The same year that the Diocese was created, 1936, the Sisters of Charity came to both Cranbrook and Kelowna – to staff St. Eugene’s Residential School in Cranbrook, and to begin educational work in Kelowna. Within a year or two, there were sisters in Kimberley, not far from Cranbrook, and within a few years in Summerland and Nelson.
Known as educators, that was the service asked of them in places where they served, either in school subjects, catechetics, or music. They were also good administrators and served as Directors and Coordinators of Lay Ministry, Faith Formation, Seton House of Prayer, Diocesan Communications, coordinators of parish religious education.They were parish workers, homemakers, Diocesan Archivist, Archival Manager, Executive Assistant to the Bishop. A sister was even the Chancellor of the Diocese for some years.

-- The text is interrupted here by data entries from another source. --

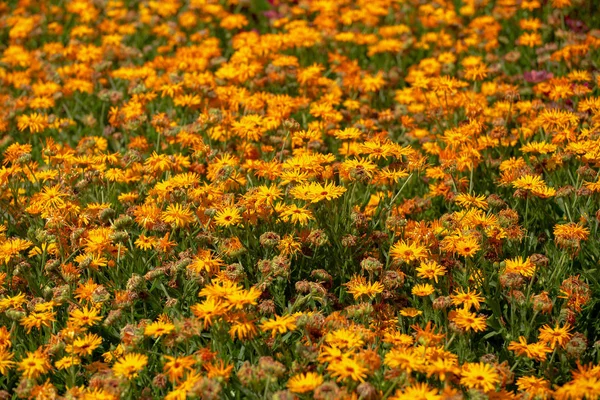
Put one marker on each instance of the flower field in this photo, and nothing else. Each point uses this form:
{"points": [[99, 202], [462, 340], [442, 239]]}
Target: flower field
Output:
{"points": [[313, 199]]}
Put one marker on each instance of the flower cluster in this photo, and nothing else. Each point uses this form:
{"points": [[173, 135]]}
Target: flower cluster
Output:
{"points": [[293, 199]]}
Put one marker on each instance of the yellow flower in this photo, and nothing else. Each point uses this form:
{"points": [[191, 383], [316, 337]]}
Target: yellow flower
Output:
{"points": [[130, 365], [303, 383], [279, 324], [228, 216]]}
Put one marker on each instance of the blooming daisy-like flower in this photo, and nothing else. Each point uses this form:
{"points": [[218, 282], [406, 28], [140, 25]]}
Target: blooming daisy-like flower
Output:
{"points": [[479, 376], [303, 383], [228, 216], [34, 364], [555, 336], [279, 324], [130, 365]]}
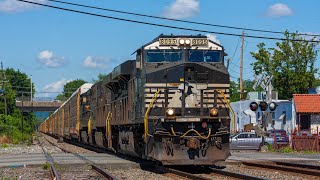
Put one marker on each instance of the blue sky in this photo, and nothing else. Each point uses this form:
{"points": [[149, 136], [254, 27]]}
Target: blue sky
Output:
{"points": [[56, 46]]}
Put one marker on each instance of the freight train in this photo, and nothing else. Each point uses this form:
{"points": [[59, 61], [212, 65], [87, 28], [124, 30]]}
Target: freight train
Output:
{"points": [[169, 105]]}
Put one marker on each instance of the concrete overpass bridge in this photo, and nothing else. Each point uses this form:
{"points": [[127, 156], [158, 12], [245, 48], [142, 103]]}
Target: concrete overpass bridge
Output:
{"points": [[26, 105]]}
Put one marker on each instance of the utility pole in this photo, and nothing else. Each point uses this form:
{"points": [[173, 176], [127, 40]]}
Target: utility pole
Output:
{"points": [[31, 88], [4, 92], [228, 62], [241, 66]]}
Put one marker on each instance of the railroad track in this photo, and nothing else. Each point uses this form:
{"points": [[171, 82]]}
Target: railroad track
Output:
{"points": [[49, 159], [203, 173], [94, 166], [288, 167], [234, 174]]}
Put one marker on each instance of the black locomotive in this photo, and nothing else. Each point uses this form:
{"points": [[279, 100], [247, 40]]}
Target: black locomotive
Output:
{"points": [[169, 105]]}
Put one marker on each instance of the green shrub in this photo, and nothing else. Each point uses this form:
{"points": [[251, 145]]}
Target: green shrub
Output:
{"points": [[4, 145]]}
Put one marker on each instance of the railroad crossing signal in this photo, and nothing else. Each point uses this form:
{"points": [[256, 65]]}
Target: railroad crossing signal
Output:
{"points": [[263, 106]]}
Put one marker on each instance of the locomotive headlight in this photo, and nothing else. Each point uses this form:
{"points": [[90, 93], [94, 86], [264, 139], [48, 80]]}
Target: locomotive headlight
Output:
{"points": [[170, 112], [181, 41], [214, 112]]}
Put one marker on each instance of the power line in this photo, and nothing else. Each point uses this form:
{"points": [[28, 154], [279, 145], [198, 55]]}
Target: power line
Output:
{"points": [[178, 20], [162, 25]]}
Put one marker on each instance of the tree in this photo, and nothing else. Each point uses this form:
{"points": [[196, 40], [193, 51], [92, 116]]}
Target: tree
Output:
{"points": [[20, 82], [69, 88], [100, 77], [291, 63], [17, 82]]}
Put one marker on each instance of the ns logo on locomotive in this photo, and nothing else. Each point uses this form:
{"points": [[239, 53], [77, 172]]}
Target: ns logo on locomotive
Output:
{"points": [[169, 105]]}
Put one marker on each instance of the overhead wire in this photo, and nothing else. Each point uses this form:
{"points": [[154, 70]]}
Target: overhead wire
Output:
{"points": [[178, 20], [163, 25]]}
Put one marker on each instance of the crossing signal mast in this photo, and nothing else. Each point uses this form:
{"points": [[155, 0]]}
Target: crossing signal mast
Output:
{"points": [[265, 104]]}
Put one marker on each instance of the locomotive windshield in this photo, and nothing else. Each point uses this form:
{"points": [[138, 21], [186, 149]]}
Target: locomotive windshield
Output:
{"points": [[204, 56], [164, 55]]}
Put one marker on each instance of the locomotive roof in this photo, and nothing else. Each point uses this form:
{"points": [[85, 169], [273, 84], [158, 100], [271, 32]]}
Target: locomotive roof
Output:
{"points": [[179, 36]]}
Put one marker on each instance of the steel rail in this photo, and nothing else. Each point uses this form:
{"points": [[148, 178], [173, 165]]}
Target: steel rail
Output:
{"points": [[284, 168], [234, 175], [308, 166], [91, 163]]}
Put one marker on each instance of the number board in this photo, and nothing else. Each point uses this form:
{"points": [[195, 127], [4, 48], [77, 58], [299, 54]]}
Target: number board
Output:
{"points": [[168, 41], [200, 42]]}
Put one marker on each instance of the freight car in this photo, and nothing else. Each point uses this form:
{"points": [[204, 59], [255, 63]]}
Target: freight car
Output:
{"points": [[170, 105]]}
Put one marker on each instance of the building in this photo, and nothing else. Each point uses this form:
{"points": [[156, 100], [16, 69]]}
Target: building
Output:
{"points": [[306, 112], [281, 118]]}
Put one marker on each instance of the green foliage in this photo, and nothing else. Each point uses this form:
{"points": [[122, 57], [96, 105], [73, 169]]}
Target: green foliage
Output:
{"points": [[291, 63], [20, 82], [4, 145], [11, 125], [100, 77], [46, 166], [69, 88]]}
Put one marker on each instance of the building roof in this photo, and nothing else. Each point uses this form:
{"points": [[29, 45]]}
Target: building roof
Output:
{"points": [[307, 103]]}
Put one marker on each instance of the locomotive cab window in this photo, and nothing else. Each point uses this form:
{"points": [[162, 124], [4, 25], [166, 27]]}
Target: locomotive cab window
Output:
{"points": [[164, 55], [204, 56]]}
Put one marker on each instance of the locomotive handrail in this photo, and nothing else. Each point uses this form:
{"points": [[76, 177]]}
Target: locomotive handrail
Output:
{"points": [[230, 108], [146, 116], [108, 129], [202, 137]]}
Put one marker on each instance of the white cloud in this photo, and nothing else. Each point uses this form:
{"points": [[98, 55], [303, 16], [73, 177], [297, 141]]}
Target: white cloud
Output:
{"points": [[279, 10], [56, 86], [18, 6], [95, 62], [213, 38], [49, 59], [180, 9]]}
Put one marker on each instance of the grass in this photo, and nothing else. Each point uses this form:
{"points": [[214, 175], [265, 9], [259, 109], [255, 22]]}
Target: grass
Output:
{"points": [[286, 150], [310, 152], [46, 166], [4, 145]]}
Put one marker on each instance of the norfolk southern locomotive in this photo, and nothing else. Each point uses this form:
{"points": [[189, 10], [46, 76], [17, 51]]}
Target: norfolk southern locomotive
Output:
{"points": [[169, 105]]}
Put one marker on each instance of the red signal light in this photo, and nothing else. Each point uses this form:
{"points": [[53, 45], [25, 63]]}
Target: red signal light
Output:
{"points": [[253, 106], [263, 105]]}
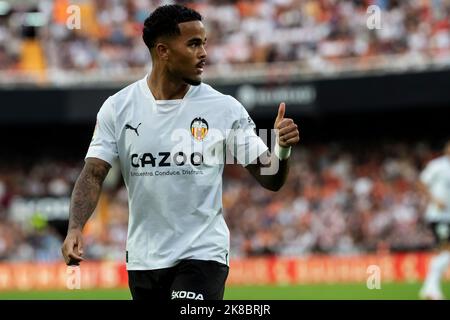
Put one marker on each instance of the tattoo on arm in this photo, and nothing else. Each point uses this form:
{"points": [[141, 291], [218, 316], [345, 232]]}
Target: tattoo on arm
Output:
{"points": [[86, 192]]}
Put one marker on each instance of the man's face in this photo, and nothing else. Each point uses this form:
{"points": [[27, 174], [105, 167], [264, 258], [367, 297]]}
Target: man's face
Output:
{"points": [[187, 54]]}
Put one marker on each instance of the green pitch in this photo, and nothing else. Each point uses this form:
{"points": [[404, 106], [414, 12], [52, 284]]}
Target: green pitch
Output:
{"points": [[402, 291]]}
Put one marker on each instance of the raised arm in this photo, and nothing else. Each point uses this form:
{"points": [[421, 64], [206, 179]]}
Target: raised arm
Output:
{"points": [[84, 199], [273, 175]]}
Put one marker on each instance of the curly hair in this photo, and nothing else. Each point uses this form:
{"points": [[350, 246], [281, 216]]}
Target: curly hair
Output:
{"points": [[163, 22]]}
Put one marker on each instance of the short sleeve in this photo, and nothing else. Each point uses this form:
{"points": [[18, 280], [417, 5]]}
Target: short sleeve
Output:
{"points": [[428, 174], [243, 142], [103, 144]]}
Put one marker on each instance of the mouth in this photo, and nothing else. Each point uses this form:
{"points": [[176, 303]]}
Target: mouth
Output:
{"points": [[199, 66]]}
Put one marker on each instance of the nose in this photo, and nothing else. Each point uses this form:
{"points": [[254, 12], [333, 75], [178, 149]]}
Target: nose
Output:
{"points": [[203, 53]]}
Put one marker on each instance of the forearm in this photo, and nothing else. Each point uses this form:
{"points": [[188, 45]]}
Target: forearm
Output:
{"points": [[85, 195], [272, 174]]}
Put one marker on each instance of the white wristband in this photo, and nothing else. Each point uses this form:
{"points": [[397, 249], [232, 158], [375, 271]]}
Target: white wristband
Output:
{"points": [[282, 153]]}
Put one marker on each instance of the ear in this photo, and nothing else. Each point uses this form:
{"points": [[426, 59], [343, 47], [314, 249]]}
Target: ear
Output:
{"points": [[162, 51]]}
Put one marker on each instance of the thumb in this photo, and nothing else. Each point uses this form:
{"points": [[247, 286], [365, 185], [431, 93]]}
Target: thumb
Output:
{"points": [[80, 245], [281, 111]]}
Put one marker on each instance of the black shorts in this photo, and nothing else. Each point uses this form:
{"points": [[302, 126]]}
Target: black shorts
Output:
{"points": [[441, 231], [190, 279]]}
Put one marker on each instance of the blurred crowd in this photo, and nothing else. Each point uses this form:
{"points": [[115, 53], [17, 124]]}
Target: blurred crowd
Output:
{"points": [[239, 31], [339, 199]]}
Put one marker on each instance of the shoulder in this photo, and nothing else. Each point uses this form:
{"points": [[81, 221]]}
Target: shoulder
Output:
{"points": [[207, 91]]}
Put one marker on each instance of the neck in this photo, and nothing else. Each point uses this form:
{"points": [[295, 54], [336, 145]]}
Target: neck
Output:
{"points": [[163, 87]]}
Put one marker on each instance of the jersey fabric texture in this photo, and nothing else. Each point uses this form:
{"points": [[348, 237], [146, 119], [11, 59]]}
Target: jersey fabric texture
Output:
{"points": [[172, 155], [436, 177]]}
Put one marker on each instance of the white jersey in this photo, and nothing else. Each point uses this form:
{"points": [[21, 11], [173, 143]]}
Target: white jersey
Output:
{"points": [[172, 155], [436, 176]]}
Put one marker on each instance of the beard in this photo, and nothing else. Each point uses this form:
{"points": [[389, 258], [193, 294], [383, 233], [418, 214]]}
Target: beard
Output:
{"points": [[192, 82]]}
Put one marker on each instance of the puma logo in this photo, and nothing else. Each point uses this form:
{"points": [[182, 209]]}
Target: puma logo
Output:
{"points": [[127, 126]]}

The names of some of those sisters were better known, and old timers can remember them. But a lot of the sisters laboured, hidden, for the time they served, whether for a matter of months or for years. Years ago Bishop Emmett Doyle had a hope and a dream that somehow these women of faith would be recognized for the work they did and the sacrifices they made, physical and financial, to bring the faith, nourish the faith, support the faith in this corner of the world. Though he tried, Bishop Doyle was unable to bring his hope to fruition in his lifetime.
Being a sister, and having worked for him, it was easy for me to appreciate Bishop Doyle’s dream, and working in the Diocesan Archives several bishops later, gave me the means to do the research needed to compile a basic list of the sisters from each community who had served, when, and where, and other key bits of information. The names of 167 of my predecessors in the community were part of the listing. For two years until my “retirement” I was able to pursue that research, and the project continued from home after I left the Catholic Pastoral Centre.

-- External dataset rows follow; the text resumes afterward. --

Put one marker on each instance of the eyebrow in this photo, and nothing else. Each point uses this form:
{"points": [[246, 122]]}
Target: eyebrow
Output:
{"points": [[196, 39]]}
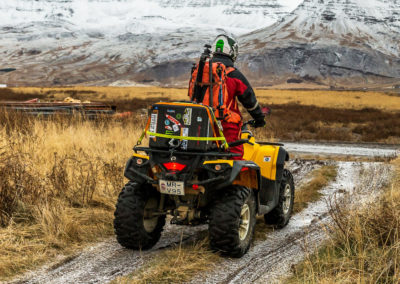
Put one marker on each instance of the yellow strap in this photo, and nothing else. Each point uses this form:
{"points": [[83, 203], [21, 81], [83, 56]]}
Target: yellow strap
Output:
{"points": [[186, 138]]}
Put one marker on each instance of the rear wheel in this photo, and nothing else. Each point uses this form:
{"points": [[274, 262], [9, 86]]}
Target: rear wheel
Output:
{"points": [[280, 215], [232, 222], [133, 229]]}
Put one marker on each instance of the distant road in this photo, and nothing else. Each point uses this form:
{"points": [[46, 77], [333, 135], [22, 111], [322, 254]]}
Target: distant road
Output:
{"points": [[361, 150]]}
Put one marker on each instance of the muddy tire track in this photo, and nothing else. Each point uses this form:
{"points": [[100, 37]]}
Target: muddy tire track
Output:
{"points": [[107, 260], [266, 260], [269, 260]]}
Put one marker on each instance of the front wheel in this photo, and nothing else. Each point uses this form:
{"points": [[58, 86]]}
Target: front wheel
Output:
{"points": [[133, 229], [232, 222], [280, 215]]}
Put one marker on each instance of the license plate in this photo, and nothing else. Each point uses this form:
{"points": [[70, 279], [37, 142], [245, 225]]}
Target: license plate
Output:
{"points": [[172, 187]]}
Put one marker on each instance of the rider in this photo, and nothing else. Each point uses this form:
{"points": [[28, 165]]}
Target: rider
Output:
{"points": [[225, 50]]}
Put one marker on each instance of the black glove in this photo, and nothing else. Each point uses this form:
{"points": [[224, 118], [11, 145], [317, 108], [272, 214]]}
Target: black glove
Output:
{"points": [[259, 122], [258, 116]]}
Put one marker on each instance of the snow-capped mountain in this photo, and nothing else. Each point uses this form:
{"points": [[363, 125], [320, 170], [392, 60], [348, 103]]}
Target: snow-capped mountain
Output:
{"points": [[55, 42], [342, 39]]}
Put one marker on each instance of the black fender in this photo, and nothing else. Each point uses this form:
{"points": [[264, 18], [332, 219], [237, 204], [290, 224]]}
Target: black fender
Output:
{"points": [[269, 190], [236, 169], [138, 173]]}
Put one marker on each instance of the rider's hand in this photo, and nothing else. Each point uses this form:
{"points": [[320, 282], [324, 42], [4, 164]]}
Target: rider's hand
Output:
{"points": [[260, 122]]}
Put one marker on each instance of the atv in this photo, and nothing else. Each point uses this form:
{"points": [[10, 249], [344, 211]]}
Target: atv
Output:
{"points": [[188, 172]]}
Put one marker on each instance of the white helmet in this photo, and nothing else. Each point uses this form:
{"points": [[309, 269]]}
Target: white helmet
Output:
{"points": [[225, 45]]}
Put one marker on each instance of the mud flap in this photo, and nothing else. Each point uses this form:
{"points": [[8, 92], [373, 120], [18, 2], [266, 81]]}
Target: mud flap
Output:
{"points": [[269, 190]]}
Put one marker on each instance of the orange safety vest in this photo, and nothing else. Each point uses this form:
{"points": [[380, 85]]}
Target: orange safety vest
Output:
{"points": [[199, 90]]}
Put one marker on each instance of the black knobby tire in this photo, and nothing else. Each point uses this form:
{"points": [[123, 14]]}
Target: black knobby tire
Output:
{"points": [[131, 229], [279, 217], [225, 221]]}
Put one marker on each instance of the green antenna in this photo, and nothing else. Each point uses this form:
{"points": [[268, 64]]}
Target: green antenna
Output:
{"points": [[220, 45]]}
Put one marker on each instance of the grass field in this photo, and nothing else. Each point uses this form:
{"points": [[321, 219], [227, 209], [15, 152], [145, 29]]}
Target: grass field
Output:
{"points": [[59, 178], [296, 115], [327, 99], [364, 244]]}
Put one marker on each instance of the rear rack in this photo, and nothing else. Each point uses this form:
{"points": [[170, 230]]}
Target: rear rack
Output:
{"points": [[172, 151]]}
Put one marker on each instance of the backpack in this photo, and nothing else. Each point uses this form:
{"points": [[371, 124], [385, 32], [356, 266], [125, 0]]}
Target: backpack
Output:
{"points": [[200, 86]]}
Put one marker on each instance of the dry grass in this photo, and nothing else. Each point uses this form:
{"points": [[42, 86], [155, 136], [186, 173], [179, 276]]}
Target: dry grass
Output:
{"points": [[180, 264], [298, 122], [332, 99], [59, 180], [310, 192], [296, 115], [329, 99], [364, 244]]}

I felt that the research I had amassed in the database had to be verified by the communities themselves, so I wrote to the twenty-seven community archivists, including our own Mary Flynn, and waited for their replies, adjusting the data accordingly. Three more years with the research interrupted periodically by life, and I finally had a list that I felt was at least 98% accurate. (Even as the final printout was made, two corrections were made, and no doubt, there will be a few more as well!)
I laid the data out on pages large enough for reading, planning pages within a frame – some of the 27 communities took five or six frames to list all their sisters who had served. Other communities with fewer sisters shared one frame. We Halifax Charities had a sizable cluster of frames ourselves! And now those frames line the hall outside of the Diocesan Archives in the Catholic Pastoral Centre, honouring our ancestors in the faith on whose shoulders we stand.
There are today only four sisters serving in the Diocese – two Sisters of Charity (Halifax) and two Congregation of Notre Dame sisters. Some bemoan the loss of the sisters in their church life. They brought a lot to the Christian communities they were part of. But God did not promise immortality to any group in the church of time and space. Nature and the gospel teach us that when something comes to birth, it grows to maturity, then moves toward completion and prepares the way for a new birth. The traditional form of life for sisters as we have known it seems to be reaching completion, and God seems to be preparing the ground for a new form. Nonetheless, we four who remain, and indeed the whole Christian community, stand on the shoulders of those women whose names appear on the wall of the Archives.
Mike Jacobs, Romuald Sedjro hang the frames, supervised by Phoebe, the Jacobs’ terrier.